The second Ivdelinia pulchra (PIMUZ 30216) sample has a slightly thicker shell (1 mm) compared to the other Ivdelinia pulchra specimen (PIMUZ 30215; Fig. 8j–l) and correspondingly shows higher concentrations of Fe and Mn. On the surface (Objects 1, 2, 4, 17), Fe and Mn have moderately high values (Appendix), while the calcite and clay elements are the major constituent of this part of the shell. Inwards (Objects 7, 10, 11, 13, 14, 15; Appendix), the amounts of Fe and Mn increase. Cl is the major component after the calcite-elements (C, O, Ca), which could indicate a high presence of salt in the form of solid incrustations in the shell. Towards the inside of the shell (Objects 8, 9), Fe as well as Mn becomes more important, but the values of Mn remain low. The Cu-artefact is again omnipresent in our analyses and increases slightly from the surface inwards. The thicker shell compared to the other Ivdelinia pulchra could explain the higher values of the shell components (C, O, Ca, Na, Mg, Si, P, S, Cl, K, Mn, and Fe) and the conspicuous change in Fe concentration. Moreover, the shell is coloured more greenish compared to the other more yellowish specimen of Ivdelinia pulchra (PIMUZ 30215).

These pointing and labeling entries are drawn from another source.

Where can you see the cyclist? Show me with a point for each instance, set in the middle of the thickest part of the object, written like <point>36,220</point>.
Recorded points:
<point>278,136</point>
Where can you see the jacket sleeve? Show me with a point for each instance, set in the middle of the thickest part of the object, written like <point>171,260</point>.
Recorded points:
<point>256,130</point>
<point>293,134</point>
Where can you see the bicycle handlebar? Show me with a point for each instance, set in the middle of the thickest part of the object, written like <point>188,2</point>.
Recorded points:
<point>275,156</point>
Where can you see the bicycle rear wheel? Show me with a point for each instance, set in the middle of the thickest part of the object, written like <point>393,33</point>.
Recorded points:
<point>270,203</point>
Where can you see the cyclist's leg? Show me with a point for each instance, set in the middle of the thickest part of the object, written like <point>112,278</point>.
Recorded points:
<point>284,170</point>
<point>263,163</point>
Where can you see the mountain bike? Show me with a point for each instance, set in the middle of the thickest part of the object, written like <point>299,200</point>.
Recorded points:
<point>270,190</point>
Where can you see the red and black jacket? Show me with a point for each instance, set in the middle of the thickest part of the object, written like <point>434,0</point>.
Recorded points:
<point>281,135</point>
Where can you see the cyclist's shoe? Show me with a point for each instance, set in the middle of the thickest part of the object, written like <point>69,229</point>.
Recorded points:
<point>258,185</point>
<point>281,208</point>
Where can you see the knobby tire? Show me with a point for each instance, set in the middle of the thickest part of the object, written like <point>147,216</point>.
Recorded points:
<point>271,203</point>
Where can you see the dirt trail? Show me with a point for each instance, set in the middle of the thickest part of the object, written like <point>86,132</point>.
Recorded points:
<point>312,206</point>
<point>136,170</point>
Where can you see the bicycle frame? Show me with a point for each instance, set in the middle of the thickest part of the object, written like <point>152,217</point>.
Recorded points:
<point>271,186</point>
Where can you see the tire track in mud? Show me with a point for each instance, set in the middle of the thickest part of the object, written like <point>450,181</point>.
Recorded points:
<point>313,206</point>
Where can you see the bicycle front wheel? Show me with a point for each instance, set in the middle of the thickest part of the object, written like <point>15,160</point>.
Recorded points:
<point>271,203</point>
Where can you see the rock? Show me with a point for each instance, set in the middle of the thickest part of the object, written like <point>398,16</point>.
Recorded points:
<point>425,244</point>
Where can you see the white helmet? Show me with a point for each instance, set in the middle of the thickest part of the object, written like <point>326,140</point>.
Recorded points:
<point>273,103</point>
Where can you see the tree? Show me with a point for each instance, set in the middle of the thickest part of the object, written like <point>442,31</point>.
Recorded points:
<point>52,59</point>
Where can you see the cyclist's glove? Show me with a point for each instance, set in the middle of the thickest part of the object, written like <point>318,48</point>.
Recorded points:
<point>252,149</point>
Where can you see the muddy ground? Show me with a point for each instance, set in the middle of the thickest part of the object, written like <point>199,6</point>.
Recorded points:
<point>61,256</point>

Undetermined rhynchonellid brachiopod

A 2 cm long undetermined rhynchonellid brachiopod (PIMUZ 30217; Fig. 8m–o) with a thin greyish shell has been analysed. In this specimen, the concentration of Fe is slightly lower (0.64 wt %) compared to Devonogypa sp. and much lower when compared to Stringocephalus sp., but it still contains Fe.

The main elements composing the surface of the shell (Objects 1, 2, 3 in Fig. 8; Appendix) are Ca, Si, and Al. Towards the inner part of the shell, Cl becomes more abundant while Fe increases to 1–2 wt % (Fe) and Mn to 0.3 wt %. The shell of this brachiopod is thin but shows higher concentrations of Fe, Mn, Cu, Ca, K, P, Si, Al, and C than that of Ivdelinia pulchra, but it is greyish (less greenish than Ivdelinia).

As documented by Hassan (1978) for inorganically formed calcite crystals and later by Klug et al. (2009) for trilobite eye lenses (see also Lee et al. 2007, 2012 for details of trilobite lens biomineralisation), calcite crystals may become reddish or greenish through impurities of Fe. Even low concentrations of Fe may visibly alter the colour appearance of calcite crystals (see also Kobluk and Mapes 1989). The question arose, whether the Moroccan gypidulids described herein are also green because of such iron impurities and why, in the same strata, some brachiopods show green shells while others are grey like the sediment matrix.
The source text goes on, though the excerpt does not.